Apr 18 2010

Visual Studio 2010 released

On the 12th as planned, Microsoft released Visual Studio 2010. As an update it’s pretty extensive where not all of it’s good but it’s the way of the future so progress we must.

With it, the latest .NET Framework, 4, was available. This also includes a ‘client profile’ release of .NET 4 which I personally feel is a complete and utter waste of time only serving to confuse the hell out of developers and users alike. For the sake of a few MB, install the full runtime and ignore the marketing spin. if Microsoft were serious about runtime size, they’d have scrapped the .NET Framework for UI/desktop and moved everyone to Silverlight…

This brings me neatly to another release – Silverlight 4 (although delayed until the 18th). Somewhat strangely the development tools are provided at an RC2 release version. RTM is expected ‘soon’.

It must be hard to release so many ‘seperate’ things at once!

VS 2010 now sports a WPF editor integrated into the existing native framework. There are bits that look a little rough, it’s a little slower (not nearly as bad/[unusable] as the beta’s however), more resource hungry, etc. It does mark the return of the UI visual designer for Silverlight which seems a lot better than what they delivered in Vs2008. Hopefully they’ll stop diverting time to Blend or at least make the products use a single codebase.

Upgrades of existing projects seems to be as previous versions of Visual Studio. Most things just work! I did find some quirks however. A caveat is that I’ve not really kept up to date with the Vs 2010 pre-release versions so it’s likely the issues I’ve had could have been there all along.

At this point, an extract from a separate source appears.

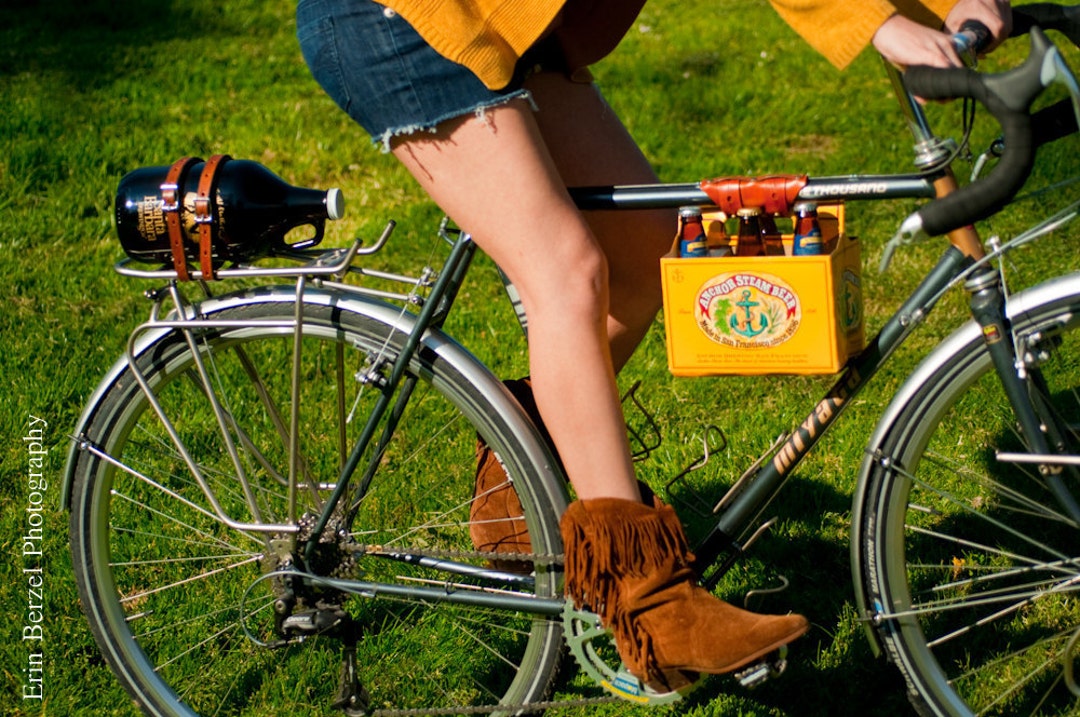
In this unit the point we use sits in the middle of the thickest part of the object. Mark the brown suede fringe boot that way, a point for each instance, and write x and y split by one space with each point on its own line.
630 564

  • .NET assemblies get upgraded to Vs2010 but their profile is set to .NET Framework 2.0 – even if they require a later revision of the Framework (3.0 & 3.5 in the case of my examples). Quick project properties edit sorted that.
  • Managed C++ projects fail to convert if they have been previously upgraded and the Vs2010 machines does not have the previous version(s) of VS to refer to. A quick hack of the project files to remove the ‘upgrade’ property page references sorted that.
  • I’ve still got the occasional issue where some C++ projects just fail to build and devenv has been seen to use 100% CPU whilst spawning MSBuild child processes that never generate any build output! Hopefully these annoyances will go away or get fixed PDQ.
  • Use of controls in a .NET 4 assembly. This could be a major issue or not. From what I understood the .NET 4 runtime can load multiple CLR versions in order to cope with re-use of existing assemblies. However, this didn’t seem to work too well during the build as the License creation failed not able to load the control. I must spend some more time on this to see if it’s my misunderstanding, an issue with the control or a complete can of worms..
  • Test projects will not run under anything other than Framework 4. Whether this will be an issue given the previous point I do not know yet!

If you get VS2010 for free (as in MSDN or other official channels) then you’ll no doubt be upgrading to keep within the license terms. I personally wouldn’t be rushing out to purchase VS2010 however. TFS 2010 on the other hand is a well rounded release and I’ll hopefully be updating our pre-release installation to RTM before too long.